The report was done through conducting research in schools, where pupils filled out online self-completion surveys in class. The sample size of the data was 3,453 11 to 16-year-olds, as well as for the first time in this study, 17-year-olds attending academies, maintained and independent schools in England, Scotland and Wales. 

Some of the key findings from this year’s study showed that there were improvements in some of the areas related to the surveys carried out. 

Indeed, 26% of the respondents spent their own money on some form of gambling in the last 12 months, which was down from 31% last year.

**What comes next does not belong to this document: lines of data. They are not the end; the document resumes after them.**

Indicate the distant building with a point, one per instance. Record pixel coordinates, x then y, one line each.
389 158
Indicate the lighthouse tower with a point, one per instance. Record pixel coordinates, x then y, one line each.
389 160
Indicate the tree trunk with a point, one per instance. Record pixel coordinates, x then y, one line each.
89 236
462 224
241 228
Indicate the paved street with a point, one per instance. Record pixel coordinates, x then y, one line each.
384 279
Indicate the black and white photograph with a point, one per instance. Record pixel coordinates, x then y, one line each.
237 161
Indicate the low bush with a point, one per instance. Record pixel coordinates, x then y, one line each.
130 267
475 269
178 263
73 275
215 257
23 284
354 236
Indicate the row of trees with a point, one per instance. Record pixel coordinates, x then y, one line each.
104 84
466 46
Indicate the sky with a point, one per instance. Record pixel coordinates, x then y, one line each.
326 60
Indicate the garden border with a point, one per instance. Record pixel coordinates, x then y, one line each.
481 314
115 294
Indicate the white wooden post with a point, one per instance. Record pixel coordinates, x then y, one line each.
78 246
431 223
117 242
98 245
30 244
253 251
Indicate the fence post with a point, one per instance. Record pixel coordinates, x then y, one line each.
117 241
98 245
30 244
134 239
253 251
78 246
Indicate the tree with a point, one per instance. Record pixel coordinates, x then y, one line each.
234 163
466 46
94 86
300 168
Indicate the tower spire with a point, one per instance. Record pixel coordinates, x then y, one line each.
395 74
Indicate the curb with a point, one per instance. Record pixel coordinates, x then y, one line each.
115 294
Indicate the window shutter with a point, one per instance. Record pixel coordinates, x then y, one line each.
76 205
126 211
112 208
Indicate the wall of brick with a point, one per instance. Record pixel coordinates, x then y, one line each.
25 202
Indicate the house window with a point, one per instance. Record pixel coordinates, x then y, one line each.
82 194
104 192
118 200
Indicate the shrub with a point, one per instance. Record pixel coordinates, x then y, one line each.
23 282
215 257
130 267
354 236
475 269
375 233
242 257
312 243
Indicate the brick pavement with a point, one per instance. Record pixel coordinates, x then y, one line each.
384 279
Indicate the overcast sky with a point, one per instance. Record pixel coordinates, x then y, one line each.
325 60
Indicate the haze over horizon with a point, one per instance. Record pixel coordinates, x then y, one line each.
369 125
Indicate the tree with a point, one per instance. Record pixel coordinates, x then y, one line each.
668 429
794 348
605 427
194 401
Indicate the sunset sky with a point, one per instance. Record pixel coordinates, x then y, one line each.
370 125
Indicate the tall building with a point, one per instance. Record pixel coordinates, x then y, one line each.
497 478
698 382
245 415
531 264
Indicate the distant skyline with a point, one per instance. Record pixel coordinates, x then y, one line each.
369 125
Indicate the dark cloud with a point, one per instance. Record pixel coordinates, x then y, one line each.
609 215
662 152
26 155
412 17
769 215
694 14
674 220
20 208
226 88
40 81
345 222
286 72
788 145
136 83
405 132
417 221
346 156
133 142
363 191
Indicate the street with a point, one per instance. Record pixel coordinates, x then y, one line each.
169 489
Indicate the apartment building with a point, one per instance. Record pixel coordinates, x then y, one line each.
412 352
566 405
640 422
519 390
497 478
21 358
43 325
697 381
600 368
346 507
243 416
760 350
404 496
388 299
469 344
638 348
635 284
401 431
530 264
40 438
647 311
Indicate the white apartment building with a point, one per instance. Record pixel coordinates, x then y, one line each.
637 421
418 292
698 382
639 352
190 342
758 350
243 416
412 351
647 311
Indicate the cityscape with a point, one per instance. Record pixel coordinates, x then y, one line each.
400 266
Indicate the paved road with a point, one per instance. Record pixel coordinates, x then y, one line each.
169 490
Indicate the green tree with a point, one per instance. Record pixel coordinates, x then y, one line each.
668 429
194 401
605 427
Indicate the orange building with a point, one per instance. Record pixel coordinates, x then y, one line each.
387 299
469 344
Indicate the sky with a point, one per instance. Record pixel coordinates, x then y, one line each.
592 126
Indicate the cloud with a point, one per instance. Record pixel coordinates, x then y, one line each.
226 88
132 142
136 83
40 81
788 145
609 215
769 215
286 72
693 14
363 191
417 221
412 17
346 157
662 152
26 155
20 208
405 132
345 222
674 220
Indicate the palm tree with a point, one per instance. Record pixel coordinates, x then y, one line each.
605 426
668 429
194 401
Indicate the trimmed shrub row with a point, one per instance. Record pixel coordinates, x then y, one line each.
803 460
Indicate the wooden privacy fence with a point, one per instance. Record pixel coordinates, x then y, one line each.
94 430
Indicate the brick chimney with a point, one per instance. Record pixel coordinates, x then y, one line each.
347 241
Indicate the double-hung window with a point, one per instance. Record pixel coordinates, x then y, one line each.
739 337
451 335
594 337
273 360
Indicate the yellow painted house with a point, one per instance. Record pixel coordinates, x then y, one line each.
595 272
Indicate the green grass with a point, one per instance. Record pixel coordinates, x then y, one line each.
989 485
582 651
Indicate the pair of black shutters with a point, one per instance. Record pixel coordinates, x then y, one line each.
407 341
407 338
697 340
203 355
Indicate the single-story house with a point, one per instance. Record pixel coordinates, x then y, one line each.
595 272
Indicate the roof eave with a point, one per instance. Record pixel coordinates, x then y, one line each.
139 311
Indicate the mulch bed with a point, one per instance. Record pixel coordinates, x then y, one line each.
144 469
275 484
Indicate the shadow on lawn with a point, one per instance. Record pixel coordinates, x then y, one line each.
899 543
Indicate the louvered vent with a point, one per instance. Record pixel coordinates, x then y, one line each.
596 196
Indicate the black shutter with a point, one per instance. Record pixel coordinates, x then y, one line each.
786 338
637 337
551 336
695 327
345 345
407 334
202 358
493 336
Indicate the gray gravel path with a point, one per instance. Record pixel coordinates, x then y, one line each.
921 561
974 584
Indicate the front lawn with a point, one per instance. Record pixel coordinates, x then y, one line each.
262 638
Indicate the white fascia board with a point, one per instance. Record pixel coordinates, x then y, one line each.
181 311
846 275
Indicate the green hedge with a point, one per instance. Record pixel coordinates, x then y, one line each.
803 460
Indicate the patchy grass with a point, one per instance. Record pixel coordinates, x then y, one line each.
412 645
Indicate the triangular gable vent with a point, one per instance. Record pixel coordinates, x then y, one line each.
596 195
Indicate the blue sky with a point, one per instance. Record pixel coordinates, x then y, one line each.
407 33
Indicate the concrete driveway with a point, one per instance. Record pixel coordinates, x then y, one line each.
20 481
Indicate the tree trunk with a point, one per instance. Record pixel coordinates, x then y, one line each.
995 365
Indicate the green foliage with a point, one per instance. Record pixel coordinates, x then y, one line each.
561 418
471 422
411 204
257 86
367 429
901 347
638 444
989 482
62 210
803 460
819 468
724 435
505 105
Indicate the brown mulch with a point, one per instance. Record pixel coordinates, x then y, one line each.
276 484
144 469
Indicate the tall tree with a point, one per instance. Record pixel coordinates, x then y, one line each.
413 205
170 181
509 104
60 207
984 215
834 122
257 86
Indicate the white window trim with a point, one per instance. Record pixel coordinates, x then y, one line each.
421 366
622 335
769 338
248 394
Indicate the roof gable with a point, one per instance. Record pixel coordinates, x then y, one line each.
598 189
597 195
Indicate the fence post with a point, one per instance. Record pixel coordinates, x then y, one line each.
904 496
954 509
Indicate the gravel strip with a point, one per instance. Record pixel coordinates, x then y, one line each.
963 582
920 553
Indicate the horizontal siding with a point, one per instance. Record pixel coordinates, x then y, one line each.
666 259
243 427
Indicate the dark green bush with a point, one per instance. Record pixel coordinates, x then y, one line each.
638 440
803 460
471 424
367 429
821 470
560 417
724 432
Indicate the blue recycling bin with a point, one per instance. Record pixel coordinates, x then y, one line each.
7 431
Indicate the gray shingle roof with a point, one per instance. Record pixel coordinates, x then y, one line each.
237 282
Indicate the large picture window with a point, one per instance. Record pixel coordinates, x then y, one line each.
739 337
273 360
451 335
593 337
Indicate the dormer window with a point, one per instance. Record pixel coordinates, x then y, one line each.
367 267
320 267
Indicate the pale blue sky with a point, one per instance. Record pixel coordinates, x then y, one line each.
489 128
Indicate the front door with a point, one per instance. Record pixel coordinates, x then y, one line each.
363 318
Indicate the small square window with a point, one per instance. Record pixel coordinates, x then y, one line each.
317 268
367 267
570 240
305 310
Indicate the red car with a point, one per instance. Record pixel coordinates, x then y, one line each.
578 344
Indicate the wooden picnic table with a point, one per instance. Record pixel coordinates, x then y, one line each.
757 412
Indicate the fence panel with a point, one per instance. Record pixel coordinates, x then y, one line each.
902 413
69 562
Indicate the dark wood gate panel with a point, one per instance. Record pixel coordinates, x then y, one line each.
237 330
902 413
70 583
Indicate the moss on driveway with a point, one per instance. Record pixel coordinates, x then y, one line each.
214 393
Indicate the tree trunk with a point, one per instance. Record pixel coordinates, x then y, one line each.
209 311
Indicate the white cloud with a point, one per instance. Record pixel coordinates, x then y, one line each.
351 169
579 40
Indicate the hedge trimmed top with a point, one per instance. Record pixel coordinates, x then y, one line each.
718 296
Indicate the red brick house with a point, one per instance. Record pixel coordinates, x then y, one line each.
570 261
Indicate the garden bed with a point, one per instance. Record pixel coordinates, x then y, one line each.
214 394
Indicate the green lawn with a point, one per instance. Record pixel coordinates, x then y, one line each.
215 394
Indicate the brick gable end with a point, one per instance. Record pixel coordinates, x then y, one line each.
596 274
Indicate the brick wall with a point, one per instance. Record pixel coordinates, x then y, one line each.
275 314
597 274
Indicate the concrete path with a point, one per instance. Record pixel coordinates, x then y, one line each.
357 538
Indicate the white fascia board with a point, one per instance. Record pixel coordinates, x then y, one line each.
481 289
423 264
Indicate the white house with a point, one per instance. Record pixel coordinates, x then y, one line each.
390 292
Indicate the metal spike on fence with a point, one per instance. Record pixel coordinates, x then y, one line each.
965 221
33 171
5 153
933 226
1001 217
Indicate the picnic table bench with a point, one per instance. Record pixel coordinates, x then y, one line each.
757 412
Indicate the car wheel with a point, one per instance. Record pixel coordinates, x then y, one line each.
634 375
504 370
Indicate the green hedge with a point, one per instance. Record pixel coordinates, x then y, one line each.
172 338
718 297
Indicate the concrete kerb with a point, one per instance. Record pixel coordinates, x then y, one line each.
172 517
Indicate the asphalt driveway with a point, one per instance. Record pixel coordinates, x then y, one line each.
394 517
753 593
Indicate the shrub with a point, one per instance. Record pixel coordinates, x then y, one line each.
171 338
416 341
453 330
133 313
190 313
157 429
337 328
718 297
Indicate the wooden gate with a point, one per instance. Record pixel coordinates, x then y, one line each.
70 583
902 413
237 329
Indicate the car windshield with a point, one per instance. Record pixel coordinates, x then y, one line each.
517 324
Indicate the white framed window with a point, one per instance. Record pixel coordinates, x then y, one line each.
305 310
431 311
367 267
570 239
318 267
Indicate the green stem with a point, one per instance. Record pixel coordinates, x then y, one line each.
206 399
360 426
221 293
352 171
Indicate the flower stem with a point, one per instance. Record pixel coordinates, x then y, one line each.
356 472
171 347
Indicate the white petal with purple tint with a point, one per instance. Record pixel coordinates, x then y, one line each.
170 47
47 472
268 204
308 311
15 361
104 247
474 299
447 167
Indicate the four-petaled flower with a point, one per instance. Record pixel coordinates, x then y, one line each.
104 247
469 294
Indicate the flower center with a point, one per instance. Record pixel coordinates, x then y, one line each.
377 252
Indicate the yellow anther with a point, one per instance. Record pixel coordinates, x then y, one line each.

Excluding arcade gaming machines, 4% of respondents spent their own money on regulated gambling (age restricted) compared with 5% in 2022; 0.7% of the respondents were identified as problem gamblers by the youth-adapted DSM-IV-MR-J screen, down from 0.9% last year.

In 2022, 2.4% of participants were identified as at-risk gamblers compared with 1.5% this year; and, in terms of adverts, in 2023 55% had seen gambling adverts offline with 53% seeing gambling adverts online. Both figures are down compared to 2022, when 66% had seen gambling adverts offline and 63% had seen gambling adverts online. 

In response to the statistics, a spokesperson for the Betting and Gaming Council (BGC) said: “BGC members take a zero-tolerance approach to betting by children.

“The most popular forms of betting by children are legal arcade games like penny pusher and claw grab machines, bets between friends or family, and playing cards for money – not with BGC members.

“These latest figures from the Gambling Commission, which incorporates data from 17-year-olds for the first time, and therefore comparisons with previous surveys should be treated with caution, show the number of children aged 11-17 gambling in the last seven has dropped 2% since last year, to 5%."